[FICTION VS. HISTORY] MBC’s 'The Red Sleeve' combines fact and fiction, leaving some confused
In film and television, historical dramas have never gone out of style. Fans of period dramas, both in Korea and abroad, like to be transported to a different time and learn about the stories that swept up — or were put in motion by — our ancestors. Some watch to see how the present compares with the past. Others watch to see progress. Korea-philes can get a crash course in Korean history while watching historical films. But all historical dramas create characters, add romantic plotlines and conflate or invent events to make sure viewers don’t lose interest. With Fiction vs. History, the Korea JoongAng Daily attempts to distinguish fact from fiction in popular period dramas and films for clarification and to dispel misunderstandings.
The 17-episode came to an end on Jan. 1 with a relatively high viewership rating of 17.4 percent. It became the first MBC drama series in nearly three years to have double-digit ratings. The hype around the drama continued, or more precisely, increased after it came to an end as it became available on several OTT services allowing more viewers from both home and abroad to watch it.

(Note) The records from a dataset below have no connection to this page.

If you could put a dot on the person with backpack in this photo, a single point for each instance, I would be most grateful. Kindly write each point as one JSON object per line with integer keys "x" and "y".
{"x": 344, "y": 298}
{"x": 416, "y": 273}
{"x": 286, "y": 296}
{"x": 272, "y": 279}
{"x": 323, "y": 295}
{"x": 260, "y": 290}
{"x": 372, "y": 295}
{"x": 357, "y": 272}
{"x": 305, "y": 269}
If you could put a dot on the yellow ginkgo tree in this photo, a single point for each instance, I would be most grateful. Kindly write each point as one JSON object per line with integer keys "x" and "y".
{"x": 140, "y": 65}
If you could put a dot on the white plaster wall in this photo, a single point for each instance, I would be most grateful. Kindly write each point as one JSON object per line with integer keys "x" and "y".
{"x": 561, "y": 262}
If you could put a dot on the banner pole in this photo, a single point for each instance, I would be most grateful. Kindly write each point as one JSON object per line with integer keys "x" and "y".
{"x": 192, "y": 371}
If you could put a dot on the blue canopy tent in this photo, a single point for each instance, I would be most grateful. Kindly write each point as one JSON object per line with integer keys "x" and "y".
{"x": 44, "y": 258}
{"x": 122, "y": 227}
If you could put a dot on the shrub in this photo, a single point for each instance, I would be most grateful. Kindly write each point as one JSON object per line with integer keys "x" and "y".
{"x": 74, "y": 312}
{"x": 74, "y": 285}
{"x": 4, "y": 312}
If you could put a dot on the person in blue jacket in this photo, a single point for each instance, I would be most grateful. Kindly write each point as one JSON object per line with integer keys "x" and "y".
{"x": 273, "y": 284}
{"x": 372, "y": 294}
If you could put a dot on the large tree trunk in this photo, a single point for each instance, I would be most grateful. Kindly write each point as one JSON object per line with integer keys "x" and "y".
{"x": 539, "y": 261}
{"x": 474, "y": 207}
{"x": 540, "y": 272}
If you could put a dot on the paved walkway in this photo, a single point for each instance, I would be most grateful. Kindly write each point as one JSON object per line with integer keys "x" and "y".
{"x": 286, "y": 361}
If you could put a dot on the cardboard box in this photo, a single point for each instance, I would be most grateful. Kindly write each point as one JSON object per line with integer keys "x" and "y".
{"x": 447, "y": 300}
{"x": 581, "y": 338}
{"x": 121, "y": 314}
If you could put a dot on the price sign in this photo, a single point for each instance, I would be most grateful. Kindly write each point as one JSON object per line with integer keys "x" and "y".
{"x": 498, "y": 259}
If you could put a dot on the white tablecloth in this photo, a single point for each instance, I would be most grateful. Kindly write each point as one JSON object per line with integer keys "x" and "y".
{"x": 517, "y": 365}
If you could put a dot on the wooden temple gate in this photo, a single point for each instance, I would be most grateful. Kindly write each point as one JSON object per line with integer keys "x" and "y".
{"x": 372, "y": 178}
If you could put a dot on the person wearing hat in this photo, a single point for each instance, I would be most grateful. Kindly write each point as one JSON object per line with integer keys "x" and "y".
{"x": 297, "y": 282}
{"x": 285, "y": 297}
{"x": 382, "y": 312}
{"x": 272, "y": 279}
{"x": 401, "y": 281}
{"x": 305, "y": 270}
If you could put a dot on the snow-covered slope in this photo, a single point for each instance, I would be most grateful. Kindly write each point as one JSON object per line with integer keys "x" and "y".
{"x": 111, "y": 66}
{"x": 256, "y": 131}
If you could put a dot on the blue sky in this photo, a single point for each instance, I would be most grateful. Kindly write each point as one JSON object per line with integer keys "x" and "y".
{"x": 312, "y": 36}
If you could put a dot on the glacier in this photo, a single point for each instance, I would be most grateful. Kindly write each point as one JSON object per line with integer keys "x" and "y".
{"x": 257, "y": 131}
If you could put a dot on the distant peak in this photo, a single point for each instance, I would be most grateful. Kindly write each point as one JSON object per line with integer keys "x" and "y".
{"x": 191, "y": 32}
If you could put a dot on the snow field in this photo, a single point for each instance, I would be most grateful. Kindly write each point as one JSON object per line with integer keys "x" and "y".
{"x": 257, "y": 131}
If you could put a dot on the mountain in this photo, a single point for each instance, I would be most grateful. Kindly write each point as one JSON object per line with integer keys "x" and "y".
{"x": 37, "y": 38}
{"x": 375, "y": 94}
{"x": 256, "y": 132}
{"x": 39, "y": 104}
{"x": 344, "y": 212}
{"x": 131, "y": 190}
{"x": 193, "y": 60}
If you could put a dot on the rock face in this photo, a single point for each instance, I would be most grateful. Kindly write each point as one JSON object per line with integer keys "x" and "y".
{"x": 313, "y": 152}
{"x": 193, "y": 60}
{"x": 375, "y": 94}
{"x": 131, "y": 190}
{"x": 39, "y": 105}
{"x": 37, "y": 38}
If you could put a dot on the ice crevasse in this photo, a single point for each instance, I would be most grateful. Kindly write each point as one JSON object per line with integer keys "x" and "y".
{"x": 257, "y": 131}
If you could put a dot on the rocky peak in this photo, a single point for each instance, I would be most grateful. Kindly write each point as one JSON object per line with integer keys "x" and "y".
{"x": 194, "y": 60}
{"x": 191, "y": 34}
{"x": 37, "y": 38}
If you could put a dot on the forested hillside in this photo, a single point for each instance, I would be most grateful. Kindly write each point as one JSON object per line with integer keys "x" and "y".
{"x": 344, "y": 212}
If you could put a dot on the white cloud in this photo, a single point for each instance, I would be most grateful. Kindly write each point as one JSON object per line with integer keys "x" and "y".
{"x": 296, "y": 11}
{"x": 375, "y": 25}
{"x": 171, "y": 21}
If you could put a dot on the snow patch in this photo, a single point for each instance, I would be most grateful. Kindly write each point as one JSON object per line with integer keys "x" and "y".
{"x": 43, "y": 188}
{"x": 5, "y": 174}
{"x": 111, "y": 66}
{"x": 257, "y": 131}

It stayed high up on the rankings of most-watched content on Wavve and Coupang Play for nearly two months.
Koreans who became “infatuated by ‘The Red Sleeve’” scrambled to bookstores to grab books on King Jeongjo as well as the 2017 novel of the same title that the drama is based on, while foreign fans are trying hard to translate and understand the difficult details of Korean history that are necessary to really understand and appreciate the popular K-history drama series.
There have been numerous historical K-dramas portraying the life of King Jeongjo, whose name is Yi San. But what was different about “The Red Sleeve”?
It’s probably the fact that the drama series focuses on King Jeongjo (played by Lee Jun-ho of boy band 2PM) and his concubine Uibin Seong’s (played by actor Lee Se-young) highly-romanticized personal relationship. The drama is based on historical records such as the fact that Uibin Seong, whose real name is Seong Deok-im, rejected Jeongjo’s proposal to make her his concubine, not just once but twice.
However, the drama is also heavily fictionalized leaving some viewers confused about what's fact and what’s fiction.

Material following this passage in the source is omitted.